KILLING THE FORESTS TO SAVE THE CLIMATE?

It is widely known that the November Climate Summit (COP-6) in The Hague did not reach any concrete agreements for reducing climate change on our planet. Several reasons can be cited for this failure, but the main problem was the absence of equity as a principle in the negotiations. With northern governments, in particular the United States, and transnational corporations framing the discussion, false "solutions" like the use of distant forests to absorb emissions were on the table, rather than honest proposals for fair and immediate carbon dioxide reductions at home.

The majority of the greenhouse gases that cause climate change are emitted in the North. While average global carbon dioxide emissions are about one ton per person per year, the average inhabitant of the United States emits six times more than this, and a person in El Salvador less than half this amount. These unbalanced emissions imply the inequitable use of the atmosphere, which is an environmental space that should be shared equally among all inhabitants of the planet.

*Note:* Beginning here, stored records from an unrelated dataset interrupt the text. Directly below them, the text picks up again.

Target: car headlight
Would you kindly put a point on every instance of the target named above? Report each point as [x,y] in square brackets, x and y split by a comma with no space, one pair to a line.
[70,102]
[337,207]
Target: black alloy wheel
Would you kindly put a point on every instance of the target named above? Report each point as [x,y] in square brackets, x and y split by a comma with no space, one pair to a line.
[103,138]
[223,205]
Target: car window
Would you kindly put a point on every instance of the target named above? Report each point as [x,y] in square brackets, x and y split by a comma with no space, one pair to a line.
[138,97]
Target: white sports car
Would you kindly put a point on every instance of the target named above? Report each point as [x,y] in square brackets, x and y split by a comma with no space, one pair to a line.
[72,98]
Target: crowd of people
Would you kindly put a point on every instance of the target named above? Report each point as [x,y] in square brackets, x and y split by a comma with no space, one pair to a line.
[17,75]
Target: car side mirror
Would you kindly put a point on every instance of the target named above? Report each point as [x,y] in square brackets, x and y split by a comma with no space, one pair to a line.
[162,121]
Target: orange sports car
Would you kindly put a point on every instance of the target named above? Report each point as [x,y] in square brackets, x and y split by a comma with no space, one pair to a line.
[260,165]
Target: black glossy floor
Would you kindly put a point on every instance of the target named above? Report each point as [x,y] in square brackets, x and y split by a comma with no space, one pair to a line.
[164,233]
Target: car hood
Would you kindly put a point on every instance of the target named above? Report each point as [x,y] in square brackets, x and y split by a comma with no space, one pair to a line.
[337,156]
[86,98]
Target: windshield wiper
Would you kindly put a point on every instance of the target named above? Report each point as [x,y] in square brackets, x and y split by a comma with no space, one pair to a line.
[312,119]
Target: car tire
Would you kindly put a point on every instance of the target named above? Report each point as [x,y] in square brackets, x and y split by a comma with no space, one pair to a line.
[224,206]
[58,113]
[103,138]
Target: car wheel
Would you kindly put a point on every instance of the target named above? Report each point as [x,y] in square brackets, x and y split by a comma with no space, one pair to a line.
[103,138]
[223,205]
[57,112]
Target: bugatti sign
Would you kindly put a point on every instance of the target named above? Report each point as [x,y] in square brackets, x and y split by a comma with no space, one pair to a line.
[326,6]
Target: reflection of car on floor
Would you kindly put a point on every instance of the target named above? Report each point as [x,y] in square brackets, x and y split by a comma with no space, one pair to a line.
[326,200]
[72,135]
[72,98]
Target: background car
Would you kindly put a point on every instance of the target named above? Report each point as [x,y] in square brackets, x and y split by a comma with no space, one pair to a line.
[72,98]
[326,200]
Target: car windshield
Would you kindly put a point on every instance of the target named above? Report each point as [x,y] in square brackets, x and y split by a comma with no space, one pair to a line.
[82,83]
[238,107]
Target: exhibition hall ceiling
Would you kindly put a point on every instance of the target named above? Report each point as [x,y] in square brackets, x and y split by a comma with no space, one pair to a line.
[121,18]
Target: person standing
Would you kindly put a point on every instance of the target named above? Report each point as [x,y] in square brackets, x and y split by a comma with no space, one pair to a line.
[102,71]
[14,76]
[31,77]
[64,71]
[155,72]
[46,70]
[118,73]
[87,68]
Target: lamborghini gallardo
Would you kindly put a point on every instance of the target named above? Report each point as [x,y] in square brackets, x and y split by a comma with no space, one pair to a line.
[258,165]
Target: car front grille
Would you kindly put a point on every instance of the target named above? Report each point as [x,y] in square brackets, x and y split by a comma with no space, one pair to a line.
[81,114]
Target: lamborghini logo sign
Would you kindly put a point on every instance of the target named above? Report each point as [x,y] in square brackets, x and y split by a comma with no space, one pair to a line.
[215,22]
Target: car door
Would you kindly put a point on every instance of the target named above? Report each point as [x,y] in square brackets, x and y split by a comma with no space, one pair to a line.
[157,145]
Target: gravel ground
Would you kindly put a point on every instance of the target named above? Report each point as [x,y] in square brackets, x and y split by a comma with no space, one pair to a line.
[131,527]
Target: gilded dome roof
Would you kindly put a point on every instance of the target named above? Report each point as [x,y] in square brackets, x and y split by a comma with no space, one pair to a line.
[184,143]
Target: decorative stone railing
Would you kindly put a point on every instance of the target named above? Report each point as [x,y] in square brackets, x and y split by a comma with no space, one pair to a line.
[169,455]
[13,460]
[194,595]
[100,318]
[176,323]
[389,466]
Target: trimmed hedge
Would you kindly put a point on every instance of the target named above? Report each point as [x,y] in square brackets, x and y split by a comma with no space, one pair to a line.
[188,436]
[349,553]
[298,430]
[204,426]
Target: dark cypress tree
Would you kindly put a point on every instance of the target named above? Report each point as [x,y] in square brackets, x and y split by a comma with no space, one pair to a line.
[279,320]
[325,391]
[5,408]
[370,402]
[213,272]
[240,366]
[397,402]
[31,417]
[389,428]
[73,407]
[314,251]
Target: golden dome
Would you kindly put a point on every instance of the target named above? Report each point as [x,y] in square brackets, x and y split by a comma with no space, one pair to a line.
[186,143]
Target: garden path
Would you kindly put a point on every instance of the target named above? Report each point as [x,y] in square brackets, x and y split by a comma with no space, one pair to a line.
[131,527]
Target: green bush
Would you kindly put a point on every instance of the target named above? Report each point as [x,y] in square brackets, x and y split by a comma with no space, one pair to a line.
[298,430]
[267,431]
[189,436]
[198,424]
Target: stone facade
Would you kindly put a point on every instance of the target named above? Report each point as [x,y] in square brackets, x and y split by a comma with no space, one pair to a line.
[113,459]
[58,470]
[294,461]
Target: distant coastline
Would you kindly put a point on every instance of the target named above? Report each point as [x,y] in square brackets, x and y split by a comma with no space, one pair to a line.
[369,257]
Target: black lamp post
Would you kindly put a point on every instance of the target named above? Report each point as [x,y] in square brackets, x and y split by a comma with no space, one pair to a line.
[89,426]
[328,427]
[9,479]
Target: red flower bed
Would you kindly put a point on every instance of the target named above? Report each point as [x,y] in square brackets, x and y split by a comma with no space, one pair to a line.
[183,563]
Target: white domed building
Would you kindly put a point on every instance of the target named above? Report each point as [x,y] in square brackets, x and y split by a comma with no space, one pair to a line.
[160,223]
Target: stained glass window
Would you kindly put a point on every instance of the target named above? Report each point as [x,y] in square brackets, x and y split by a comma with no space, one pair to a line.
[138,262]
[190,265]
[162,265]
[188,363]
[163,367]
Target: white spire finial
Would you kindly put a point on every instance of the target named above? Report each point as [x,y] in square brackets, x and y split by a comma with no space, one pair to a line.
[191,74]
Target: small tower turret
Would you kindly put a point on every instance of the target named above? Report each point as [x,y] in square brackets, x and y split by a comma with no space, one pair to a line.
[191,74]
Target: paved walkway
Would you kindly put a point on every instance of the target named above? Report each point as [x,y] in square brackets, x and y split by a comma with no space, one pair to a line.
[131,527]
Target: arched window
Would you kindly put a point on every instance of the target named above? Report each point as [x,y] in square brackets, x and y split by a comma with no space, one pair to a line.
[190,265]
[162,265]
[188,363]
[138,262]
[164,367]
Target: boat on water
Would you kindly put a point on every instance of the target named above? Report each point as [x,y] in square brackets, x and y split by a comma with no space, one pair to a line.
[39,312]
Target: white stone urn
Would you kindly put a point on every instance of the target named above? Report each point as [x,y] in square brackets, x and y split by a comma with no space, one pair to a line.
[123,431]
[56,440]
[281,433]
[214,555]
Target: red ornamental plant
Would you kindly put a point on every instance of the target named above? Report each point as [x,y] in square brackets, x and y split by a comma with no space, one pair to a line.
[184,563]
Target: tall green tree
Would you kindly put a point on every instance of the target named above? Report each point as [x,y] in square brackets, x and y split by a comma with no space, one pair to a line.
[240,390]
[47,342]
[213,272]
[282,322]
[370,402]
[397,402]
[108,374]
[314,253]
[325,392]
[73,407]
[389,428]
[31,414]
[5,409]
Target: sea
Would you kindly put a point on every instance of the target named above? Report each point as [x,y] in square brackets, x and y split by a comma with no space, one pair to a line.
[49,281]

That those who emit more should reduce more seems like an indisputable argument; however, US politicians believe otherwise. Instead of meeting their reduction targets by reducing emissions domestically, they propose schemes like planting trees to absorb excess carbon in southern countries. The result – "sinks" to absorb the North’s gaseous wastes in the South – is a further violation of the fair use of environmental space.

Beyond the equity issue, the planting of trees to solve the climate crisis raises several other problems. Trees are not permanent, and can be cut down at any time. Furthermore, there are great uncertainties about the effectiveness of carbon sequestration, and forests may emit as much carbon as they absorb under various circumstances. And finally, if the proposal to include tree plantations as sinks is eventually accepted in a climate agreement, absurd situations may arise such as the destruction of a natural forest in order to make way for a monoculture plantation of trees genetically engineered to absorb more carbon.

Proposals like these are extremely dangerous for biodiversity and culture. But climate change is just one of the many factors threatening the trees of the world. This issue of LINK looks at violations to forests and forest peoples happening today in places like Bangladesh, Brazil, Cameroon, Colombia, Costa Rica, Sarawak and Sri Lanka. Hopefully, the richness and diversity of FoE campaigns to protect the forests around the world will bring some victories in the coming years.